Bush addresses Congress of Cities by hookup, promises meeting next year to hear concerns.

LAS VEGAS -- President Bush has agreed to meet for the first time with officials from the nation's cities to discuss his domestic policy, which they say is unresponsive to their needs.

Speaking by live teleconference Friday to the opening session of the Congress of Cities meeting here, the President accepted a challenge to meet early next year with city leaders to hear their ideas on how his administration and Congress can better work with local government.

"I do not intend to neglect our cities, nor do I intend to burden them with Washington's version of help," he said during a 15-minute exchange with 4,000 city officials. "We want to free you to do what you do best."

While pleased with the President's promise to meet with them in the final year of his first term, city leaders were cautions about whether they could influence domestic policy.

Mayor Sidney Barthelemy of New Orleans, the departing president of the National League of Cities, criticized the President as spending too much time on foreign problems. He said the 1992 elections should focus attention on domestic needs, including those of cities.

"My hope is that we can get the President and the Congress to begin to address the problems affecting our cities and towns," he told reporters. "We at least feel the meeting we can get in the future will be productive."

The message he expects cities to deliver: The federal government should invest in infrastructure and give federal dollars directly to cities.
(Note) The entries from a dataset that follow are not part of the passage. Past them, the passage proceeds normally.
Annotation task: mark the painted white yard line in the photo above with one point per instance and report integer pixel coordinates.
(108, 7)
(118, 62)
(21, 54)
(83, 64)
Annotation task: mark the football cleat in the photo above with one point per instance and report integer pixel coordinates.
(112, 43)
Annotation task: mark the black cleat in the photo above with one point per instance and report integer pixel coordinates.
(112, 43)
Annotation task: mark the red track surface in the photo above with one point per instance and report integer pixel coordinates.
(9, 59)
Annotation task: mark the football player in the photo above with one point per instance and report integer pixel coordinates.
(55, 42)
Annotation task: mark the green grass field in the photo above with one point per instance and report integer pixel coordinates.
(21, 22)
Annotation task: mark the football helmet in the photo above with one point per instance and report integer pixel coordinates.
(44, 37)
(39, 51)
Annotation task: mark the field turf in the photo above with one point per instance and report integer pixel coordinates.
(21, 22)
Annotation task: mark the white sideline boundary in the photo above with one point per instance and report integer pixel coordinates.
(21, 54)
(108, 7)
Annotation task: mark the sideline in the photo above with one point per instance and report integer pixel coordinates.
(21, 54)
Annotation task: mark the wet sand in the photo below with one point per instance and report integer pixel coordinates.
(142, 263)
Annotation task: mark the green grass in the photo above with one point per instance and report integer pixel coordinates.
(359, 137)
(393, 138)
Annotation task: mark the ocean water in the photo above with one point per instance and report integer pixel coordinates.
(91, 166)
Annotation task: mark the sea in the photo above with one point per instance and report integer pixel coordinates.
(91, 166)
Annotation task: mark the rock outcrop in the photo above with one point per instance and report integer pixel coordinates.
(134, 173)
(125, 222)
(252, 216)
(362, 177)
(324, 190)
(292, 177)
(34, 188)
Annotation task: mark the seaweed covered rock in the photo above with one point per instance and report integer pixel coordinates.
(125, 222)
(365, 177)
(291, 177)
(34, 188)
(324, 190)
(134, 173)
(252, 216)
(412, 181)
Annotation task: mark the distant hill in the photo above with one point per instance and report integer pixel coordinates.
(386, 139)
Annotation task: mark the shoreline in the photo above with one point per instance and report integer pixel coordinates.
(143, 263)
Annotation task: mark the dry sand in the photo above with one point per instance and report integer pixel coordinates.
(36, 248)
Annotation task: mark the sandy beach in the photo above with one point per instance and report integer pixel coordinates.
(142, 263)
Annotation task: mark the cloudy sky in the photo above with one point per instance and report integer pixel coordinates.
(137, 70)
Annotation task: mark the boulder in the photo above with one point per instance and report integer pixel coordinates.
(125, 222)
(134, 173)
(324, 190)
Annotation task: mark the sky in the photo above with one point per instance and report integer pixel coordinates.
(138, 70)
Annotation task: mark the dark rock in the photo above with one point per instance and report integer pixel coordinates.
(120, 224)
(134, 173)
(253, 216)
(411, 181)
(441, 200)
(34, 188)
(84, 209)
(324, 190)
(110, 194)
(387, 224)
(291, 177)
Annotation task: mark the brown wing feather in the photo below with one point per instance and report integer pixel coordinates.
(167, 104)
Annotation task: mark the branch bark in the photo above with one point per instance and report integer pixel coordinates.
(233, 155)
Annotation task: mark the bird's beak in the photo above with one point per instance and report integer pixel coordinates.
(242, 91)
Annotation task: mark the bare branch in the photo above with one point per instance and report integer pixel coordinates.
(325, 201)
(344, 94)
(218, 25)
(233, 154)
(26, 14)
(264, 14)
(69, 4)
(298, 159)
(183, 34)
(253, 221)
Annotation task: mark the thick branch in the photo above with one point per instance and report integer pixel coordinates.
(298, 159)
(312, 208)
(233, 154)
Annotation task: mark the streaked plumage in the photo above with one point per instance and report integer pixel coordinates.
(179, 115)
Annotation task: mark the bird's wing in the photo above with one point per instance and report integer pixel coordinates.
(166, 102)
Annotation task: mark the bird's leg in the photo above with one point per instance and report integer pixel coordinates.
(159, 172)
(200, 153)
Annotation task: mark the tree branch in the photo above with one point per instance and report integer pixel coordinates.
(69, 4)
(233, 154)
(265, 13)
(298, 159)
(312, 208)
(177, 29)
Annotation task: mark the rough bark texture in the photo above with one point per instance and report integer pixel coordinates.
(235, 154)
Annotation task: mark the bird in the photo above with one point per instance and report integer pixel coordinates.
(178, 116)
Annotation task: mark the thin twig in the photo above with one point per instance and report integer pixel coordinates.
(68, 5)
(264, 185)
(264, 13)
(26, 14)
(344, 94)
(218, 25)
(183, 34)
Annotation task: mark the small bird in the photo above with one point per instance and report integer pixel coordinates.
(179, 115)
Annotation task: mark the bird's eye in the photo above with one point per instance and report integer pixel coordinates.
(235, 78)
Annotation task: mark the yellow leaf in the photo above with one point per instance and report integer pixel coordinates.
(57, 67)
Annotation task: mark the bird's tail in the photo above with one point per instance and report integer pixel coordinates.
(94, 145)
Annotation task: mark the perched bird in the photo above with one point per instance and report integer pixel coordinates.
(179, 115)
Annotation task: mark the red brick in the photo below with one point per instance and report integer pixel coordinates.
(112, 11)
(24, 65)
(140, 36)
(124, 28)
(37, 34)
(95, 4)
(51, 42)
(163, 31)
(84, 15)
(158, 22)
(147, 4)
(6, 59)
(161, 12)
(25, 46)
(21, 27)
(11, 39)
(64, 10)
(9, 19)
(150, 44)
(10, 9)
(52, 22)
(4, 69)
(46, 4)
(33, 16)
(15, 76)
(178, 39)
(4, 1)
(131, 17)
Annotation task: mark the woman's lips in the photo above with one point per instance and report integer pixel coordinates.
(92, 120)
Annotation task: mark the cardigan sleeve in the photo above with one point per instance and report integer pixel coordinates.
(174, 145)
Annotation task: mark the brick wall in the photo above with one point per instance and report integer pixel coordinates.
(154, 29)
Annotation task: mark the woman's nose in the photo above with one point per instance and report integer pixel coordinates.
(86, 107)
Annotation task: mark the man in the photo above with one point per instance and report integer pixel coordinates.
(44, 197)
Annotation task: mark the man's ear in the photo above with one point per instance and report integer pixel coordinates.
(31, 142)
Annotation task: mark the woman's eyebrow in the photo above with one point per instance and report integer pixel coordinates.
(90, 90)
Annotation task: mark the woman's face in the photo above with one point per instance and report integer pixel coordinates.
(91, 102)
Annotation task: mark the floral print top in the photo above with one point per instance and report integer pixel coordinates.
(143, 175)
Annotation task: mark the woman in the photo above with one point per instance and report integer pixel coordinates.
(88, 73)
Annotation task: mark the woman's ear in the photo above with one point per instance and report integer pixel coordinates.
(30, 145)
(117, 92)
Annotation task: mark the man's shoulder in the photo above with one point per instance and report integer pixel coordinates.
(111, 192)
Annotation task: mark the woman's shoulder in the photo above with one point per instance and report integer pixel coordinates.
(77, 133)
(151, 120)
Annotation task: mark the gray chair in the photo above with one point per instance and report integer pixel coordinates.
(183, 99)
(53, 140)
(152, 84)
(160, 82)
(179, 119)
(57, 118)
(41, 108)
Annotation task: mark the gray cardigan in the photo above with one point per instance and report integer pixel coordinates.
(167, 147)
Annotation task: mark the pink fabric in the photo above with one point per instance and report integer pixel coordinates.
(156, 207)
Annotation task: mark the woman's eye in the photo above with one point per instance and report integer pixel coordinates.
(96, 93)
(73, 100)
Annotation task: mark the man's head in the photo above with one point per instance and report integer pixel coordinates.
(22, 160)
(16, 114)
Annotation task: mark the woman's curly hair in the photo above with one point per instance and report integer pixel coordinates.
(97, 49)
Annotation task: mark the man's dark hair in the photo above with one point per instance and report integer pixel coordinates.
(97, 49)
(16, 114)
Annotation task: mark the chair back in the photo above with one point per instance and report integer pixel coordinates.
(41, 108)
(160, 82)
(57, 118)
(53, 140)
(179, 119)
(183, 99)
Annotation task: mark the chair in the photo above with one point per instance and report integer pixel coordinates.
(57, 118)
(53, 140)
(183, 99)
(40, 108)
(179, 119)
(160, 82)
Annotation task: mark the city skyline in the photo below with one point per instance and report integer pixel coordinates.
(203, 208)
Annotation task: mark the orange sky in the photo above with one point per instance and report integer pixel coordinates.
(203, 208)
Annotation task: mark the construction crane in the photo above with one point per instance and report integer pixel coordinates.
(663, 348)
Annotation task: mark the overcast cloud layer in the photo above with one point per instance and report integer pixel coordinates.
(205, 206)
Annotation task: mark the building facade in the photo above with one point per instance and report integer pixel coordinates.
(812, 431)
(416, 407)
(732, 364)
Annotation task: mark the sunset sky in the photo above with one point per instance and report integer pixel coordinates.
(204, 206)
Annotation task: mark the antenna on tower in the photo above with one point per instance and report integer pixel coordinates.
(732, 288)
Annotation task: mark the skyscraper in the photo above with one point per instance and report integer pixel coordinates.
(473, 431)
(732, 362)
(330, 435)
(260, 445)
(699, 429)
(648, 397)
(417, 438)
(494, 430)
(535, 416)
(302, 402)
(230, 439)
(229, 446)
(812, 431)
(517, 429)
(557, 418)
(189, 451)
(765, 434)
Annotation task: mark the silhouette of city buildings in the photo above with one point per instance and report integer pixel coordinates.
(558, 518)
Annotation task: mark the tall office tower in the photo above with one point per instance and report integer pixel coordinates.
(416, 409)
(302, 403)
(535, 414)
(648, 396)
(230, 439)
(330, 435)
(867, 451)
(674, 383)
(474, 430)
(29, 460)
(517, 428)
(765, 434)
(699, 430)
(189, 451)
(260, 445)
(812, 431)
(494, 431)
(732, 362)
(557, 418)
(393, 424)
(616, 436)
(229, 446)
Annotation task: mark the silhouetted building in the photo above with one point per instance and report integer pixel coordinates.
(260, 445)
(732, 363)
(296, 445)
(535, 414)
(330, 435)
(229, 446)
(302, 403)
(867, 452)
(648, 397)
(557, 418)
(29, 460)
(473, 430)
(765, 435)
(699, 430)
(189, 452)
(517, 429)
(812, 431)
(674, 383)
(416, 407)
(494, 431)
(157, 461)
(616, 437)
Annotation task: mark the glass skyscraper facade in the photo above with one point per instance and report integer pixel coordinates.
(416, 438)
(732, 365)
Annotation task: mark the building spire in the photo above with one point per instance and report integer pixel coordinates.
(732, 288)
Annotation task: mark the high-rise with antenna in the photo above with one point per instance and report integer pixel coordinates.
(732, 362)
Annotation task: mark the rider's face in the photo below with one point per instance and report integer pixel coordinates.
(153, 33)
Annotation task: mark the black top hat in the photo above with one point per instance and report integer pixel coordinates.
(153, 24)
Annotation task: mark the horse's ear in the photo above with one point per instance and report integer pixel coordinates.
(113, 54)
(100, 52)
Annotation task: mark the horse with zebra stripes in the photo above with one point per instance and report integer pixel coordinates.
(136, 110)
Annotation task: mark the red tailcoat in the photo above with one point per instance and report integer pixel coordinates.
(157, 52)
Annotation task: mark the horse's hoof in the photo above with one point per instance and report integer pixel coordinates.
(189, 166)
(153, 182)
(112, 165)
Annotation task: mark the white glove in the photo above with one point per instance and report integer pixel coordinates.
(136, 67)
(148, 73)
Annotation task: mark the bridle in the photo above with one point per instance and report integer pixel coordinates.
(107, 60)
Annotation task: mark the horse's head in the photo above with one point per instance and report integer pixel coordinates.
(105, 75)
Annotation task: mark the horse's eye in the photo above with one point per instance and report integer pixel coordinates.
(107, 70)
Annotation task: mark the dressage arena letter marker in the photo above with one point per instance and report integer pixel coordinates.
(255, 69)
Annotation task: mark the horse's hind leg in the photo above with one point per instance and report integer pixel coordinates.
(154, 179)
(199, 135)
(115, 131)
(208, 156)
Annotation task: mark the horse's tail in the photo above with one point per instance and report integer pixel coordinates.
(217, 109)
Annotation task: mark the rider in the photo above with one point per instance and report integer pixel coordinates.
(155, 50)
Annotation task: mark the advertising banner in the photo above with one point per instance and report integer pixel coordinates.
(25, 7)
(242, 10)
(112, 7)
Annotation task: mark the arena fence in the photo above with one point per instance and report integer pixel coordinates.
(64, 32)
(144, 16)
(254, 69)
"He doesn't understand that when they send all that money to the states, it's not getting to the local level," he said.

Mr. Barthelemy said city officials will continue to push in Congress for a local partnership act that would make money directly available to cities. However, he denied such a program would resurrect federal revenue sharing phased out nearly a decade ago.

The old program gave federal monies to every city, he said, while the draft plan would provide funding to cities with actual needs such as drugs or the homeless.

During the exchange with the President, an Atlanta official urged that federal crime and anti-drug program funds be sent directly to cities and towns -- and not given to the states in the form of block grants.

But Mr. Bush bristled at a suggestion that his administration was not doing enough, saying that anti-crime funding rose 80% during his first term to $11.7 billion a year. Of that, he said, $3 billion goes to state and local governments.

Mayor William Hudnut of Indianapolis, a Republican, told the President. "We believe in the idea of direct assistance to cities." He also urged President Bush to meet with local officials to hear their concerns, a challenge he accepted.

In a speech, Mr. Barthelemy criticized the government as neglecting local issues and challenged the President to spend more time on problems at home.

"There is more concern in Washington for a Russian agenda than for a domestic agenda," he said, adding later, "When our cities and towns are stronger, our nation will be strong forever."

In his remarks, Mr. Bush made it clear that his administration would not focus on local problems at the expense of foreign affairs. "I'm not going to forsake those responsibilities, but I am going to do what is necessary to stay in touch with you," he said.